Cognitive bias — confirmation bias, experimenter expectancy effects, anchoring — operates below the threshold of intent. The scientific method includes controls specifically designed to counteract predictable cognitive distortions, such as blinding and randomization.
Misconception: Null results mean failed research.
A well-designed study that finds no effect is scientifically valuable. Null results constrain the hypothesis space, prevent resource waste on ineffective interventions, and counterbalance publication bias. The underreporting of null results is a documented structural problem — not a reflection of their scientific worth.
Checklist or steps (non-advisory)
Elements of an ethically structured research project:
- Protocol pre-registration — hypothesis, analysis plan, and primary outcomes registered with an independent registry (e.g., OSF Registries, ClinicalTrials.gov) before data collection begins.
- IRB or ethics committee review — applicable for any study involving human subjects; documentation of approval retained for the study record.
- Informed consent documentation — participants receive and sign consent forms meeting the 8 basic elements required under 45 CFR §46.116.
- Conflict of interest disclosure — funding sources, financial relationships, and potential conflicts disclosed to the institution, journal, and participants as applicable.
- Data management plan — specifies storage formats, retention periods, access controls, and sharing timelines per funder requirements.
- Blinding and randomization procedures — documented in the methods section; deviations recorded with justification.
- Statistical analysis plan finalized — primary and secondary endpoints, planned covariates, and subgroup analyses specified before unblinding.
- Authorship criteria verified — all verified authors meet the ICMJE criteria: substantial contribution, drafting/revision, final approval, and accountability.
- Data availability statement — included in published manuscript specifying where data can be accessed and under what conditions.
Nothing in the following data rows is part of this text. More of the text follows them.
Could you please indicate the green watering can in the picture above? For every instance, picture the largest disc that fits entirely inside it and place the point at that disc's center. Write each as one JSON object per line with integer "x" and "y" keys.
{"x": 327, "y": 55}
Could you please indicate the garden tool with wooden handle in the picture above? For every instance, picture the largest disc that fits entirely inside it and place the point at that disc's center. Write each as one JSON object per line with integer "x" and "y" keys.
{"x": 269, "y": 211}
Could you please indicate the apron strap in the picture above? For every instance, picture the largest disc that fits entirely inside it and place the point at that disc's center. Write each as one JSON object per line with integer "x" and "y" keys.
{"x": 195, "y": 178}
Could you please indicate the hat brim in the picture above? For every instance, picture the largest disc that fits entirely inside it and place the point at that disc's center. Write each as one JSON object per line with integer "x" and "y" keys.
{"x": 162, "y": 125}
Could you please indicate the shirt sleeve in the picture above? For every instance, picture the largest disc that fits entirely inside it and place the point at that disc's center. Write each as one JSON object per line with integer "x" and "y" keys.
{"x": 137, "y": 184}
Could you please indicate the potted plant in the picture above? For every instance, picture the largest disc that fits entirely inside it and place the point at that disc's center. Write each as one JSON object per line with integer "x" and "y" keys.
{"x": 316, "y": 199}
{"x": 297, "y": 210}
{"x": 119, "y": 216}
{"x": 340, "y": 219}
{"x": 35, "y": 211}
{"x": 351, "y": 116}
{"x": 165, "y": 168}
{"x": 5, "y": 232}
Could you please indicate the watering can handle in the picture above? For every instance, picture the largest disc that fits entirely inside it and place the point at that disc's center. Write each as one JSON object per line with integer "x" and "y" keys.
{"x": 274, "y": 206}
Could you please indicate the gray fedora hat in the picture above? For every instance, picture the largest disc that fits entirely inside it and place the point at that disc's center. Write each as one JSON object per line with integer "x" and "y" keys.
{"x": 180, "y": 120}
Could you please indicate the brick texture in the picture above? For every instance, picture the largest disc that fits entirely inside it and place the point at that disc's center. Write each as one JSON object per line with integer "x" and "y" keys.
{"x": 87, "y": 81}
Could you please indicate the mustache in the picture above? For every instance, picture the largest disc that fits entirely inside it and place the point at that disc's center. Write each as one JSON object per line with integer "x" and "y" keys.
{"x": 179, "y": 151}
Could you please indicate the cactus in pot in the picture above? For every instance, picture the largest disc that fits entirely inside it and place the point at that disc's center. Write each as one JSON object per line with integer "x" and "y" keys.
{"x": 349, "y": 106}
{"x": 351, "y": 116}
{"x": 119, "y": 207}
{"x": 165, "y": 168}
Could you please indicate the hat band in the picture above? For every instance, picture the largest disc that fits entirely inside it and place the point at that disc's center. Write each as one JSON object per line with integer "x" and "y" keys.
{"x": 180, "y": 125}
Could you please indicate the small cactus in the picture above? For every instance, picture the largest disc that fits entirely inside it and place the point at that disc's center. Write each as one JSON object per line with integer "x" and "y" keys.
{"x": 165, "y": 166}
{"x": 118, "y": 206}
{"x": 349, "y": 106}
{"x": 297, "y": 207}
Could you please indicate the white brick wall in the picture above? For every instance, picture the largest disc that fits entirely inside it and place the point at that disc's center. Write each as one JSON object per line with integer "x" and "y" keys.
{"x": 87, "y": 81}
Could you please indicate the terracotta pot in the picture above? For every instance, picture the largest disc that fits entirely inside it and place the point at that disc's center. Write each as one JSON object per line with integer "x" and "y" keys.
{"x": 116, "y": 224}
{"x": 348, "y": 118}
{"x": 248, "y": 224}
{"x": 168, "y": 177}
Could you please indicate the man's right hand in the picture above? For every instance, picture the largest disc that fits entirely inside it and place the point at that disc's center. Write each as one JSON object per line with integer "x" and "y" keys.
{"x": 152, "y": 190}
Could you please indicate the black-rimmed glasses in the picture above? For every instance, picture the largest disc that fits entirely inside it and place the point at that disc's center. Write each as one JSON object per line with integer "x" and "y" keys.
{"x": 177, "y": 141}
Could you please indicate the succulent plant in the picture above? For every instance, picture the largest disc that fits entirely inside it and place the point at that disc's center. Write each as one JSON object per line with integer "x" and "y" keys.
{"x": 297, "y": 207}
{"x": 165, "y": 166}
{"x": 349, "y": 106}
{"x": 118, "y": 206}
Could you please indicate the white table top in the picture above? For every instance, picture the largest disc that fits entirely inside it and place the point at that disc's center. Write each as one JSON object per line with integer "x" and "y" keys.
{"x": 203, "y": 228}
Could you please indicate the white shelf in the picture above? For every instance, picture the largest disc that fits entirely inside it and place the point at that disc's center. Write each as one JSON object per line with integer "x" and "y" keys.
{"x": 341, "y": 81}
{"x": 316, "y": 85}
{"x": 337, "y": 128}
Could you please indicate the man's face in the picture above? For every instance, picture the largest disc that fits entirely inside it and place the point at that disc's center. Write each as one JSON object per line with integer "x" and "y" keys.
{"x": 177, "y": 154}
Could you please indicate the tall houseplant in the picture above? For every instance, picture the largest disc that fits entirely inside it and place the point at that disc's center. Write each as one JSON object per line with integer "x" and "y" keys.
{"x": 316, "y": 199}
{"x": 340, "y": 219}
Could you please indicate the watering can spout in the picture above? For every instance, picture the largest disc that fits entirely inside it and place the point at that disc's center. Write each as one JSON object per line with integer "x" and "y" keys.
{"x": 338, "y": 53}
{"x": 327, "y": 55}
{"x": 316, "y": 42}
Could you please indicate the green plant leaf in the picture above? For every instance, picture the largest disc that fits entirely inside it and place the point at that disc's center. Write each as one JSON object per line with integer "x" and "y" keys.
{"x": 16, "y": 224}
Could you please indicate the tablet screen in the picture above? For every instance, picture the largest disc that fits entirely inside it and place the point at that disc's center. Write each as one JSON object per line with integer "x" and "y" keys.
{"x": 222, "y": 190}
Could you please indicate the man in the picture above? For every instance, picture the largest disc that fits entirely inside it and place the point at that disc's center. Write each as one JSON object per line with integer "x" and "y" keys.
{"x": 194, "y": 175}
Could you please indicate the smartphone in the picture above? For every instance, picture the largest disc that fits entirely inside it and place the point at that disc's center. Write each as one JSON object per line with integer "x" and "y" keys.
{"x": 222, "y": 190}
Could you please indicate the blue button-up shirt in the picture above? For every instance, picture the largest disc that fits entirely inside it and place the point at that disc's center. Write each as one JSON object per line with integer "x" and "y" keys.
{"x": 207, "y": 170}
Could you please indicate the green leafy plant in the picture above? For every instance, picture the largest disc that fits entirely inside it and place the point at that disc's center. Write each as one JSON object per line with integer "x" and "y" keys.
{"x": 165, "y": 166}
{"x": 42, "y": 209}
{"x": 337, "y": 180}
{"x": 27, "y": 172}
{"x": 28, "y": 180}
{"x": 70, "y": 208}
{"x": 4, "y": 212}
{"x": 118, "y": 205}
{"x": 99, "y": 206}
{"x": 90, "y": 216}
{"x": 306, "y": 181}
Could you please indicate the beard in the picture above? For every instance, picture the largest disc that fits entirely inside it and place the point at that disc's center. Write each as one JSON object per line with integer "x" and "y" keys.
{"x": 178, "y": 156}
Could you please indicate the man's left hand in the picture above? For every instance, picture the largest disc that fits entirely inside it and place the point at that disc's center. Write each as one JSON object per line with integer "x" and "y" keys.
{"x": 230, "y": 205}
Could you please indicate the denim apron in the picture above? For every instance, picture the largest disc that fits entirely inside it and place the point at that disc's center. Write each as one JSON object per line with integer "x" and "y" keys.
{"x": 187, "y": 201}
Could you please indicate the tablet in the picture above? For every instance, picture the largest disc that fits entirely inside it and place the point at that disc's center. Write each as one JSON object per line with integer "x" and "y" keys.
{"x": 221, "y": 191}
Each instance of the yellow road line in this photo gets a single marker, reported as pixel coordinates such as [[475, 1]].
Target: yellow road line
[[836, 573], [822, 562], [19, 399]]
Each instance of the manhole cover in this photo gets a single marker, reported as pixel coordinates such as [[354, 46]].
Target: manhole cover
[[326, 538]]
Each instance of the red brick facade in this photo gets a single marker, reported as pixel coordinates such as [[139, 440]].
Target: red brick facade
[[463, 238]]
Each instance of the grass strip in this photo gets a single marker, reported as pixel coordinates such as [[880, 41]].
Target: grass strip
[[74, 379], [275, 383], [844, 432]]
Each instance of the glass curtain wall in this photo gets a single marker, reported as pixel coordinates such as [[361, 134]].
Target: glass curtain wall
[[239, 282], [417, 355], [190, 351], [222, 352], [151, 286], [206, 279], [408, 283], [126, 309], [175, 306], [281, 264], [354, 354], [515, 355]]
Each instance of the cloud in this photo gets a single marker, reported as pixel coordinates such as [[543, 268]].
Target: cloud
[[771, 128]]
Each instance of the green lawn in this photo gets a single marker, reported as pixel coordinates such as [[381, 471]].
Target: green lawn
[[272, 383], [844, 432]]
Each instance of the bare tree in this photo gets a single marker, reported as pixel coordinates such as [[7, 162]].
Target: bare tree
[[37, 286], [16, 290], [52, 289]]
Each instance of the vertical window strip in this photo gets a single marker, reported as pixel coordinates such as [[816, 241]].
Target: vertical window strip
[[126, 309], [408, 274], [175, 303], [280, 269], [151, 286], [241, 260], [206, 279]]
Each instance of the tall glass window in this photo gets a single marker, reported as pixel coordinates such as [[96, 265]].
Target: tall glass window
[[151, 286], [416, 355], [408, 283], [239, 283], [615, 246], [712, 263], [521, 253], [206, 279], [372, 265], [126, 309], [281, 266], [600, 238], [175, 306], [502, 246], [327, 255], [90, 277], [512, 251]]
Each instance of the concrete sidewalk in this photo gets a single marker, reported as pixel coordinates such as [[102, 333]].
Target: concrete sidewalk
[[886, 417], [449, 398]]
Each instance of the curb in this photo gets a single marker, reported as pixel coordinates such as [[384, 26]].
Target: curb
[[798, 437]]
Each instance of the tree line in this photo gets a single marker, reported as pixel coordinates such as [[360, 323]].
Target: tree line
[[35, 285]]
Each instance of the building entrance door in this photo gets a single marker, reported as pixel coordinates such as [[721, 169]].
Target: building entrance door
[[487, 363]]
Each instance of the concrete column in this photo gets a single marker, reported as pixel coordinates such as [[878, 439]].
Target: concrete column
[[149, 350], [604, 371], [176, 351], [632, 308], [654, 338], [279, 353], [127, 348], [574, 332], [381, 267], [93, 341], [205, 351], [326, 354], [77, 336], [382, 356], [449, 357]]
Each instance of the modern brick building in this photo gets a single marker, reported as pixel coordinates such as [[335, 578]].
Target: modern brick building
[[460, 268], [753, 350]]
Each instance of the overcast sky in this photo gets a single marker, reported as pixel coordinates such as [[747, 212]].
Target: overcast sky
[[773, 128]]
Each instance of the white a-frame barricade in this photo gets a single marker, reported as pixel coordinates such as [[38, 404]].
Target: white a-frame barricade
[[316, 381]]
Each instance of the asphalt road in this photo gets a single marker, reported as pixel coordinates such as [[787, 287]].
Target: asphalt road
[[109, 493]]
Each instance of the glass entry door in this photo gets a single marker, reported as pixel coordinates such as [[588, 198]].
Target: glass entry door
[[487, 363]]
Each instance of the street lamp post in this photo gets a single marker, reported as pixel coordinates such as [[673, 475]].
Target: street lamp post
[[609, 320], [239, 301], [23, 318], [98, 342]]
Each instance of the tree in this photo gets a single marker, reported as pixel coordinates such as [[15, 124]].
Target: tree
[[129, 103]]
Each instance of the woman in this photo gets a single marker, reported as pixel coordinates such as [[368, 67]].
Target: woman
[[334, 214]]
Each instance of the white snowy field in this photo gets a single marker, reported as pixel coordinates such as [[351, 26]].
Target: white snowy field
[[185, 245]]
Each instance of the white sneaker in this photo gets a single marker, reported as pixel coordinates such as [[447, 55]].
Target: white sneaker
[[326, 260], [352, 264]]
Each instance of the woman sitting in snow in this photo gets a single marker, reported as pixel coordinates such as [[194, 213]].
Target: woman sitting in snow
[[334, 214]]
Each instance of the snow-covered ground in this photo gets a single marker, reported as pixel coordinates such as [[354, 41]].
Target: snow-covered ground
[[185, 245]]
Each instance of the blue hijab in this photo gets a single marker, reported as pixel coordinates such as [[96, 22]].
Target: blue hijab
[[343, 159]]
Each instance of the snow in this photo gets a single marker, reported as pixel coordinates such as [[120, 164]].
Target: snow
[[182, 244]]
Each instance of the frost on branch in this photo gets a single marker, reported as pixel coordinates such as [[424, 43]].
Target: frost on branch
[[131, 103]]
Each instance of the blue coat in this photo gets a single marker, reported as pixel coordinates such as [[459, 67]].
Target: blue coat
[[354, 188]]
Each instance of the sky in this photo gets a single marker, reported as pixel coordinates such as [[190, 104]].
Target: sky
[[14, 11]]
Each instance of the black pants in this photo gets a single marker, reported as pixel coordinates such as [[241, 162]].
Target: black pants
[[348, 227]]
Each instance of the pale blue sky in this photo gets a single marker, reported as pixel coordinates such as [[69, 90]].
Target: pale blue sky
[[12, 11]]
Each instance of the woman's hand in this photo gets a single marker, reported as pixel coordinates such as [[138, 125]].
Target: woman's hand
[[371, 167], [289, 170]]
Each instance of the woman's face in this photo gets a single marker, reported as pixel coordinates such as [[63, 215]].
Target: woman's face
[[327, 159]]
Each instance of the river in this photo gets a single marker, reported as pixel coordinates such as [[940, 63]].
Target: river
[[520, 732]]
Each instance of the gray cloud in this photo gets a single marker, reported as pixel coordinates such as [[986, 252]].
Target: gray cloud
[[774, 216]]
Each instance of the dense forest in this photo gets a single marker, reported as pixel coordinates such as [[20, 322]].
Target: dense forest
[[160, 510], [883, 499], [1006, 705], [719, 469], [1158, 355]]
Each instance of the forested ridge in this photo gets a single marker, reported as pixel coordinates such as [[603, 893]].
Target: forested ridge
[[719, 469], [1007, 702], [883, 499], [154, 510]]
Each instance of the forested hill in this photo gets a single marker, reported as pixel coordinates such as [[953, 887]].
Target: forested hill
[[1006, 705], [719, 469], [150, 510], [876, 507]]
- Corrections and retractions — if errors are identified post-publication, correction or retraction initiated through the journal within a documented timeframe.
Reference table or matrix
Classification of research ethics violations by severity and institutional response
| Category | Examples | Detection method | Institutional response | Federal consequence |
|---|---|---|---|---|
| Research misconduct (FFP) | Data fabrication, image manipulation, plagiarism | ORI investigation, institutional inquiry | Retraction, termination, debarment | Federal funding debarment (42 CFR Part 93) |
| Questionable Research Practices | P-hacking, HARKing, selective outcome reporting | Statistical audits, replication failure | Correction, post-publication scrutiny | Rarely triggered |
| Conflict of interest violations | Undisclosed industry funding, stock ownership | Disclosure review, whistleblower reports | Institutional sanctions, journal retraction | NIH/NSF enforcement possible |
| Human subjects violations | Missing IRB approval, inadequate consent | OHRP audit, participant complaint | Study suspension, institutional review | OHRP debarment, civil penalties |
| Animal welfare violations | Insufficient oversight, unapproved procedures | IACUC review, USDA inspection | Protocol suspension, funding removal | AWA penalties, funding loss |
| Authorship misconduct | Ghost authorship, gift authorship | Reviewer challenge, author dispute | Journal correction, reputational damage | No direct federal mechanism |
The broader ecosystem of scientific ethics — from the design of individual studies to the institutional frameworks that govern entire research programs — is part of what the National Science Authority examines across its reference content on scientific research. Foundational questions about how bias enters research design and methodology, how the peer review process functions under real-world constraints, and how diversity and inclusion in research shapes whose questions get asked and whose perspectives shape analysis are all interconnected with the integrity principles described here.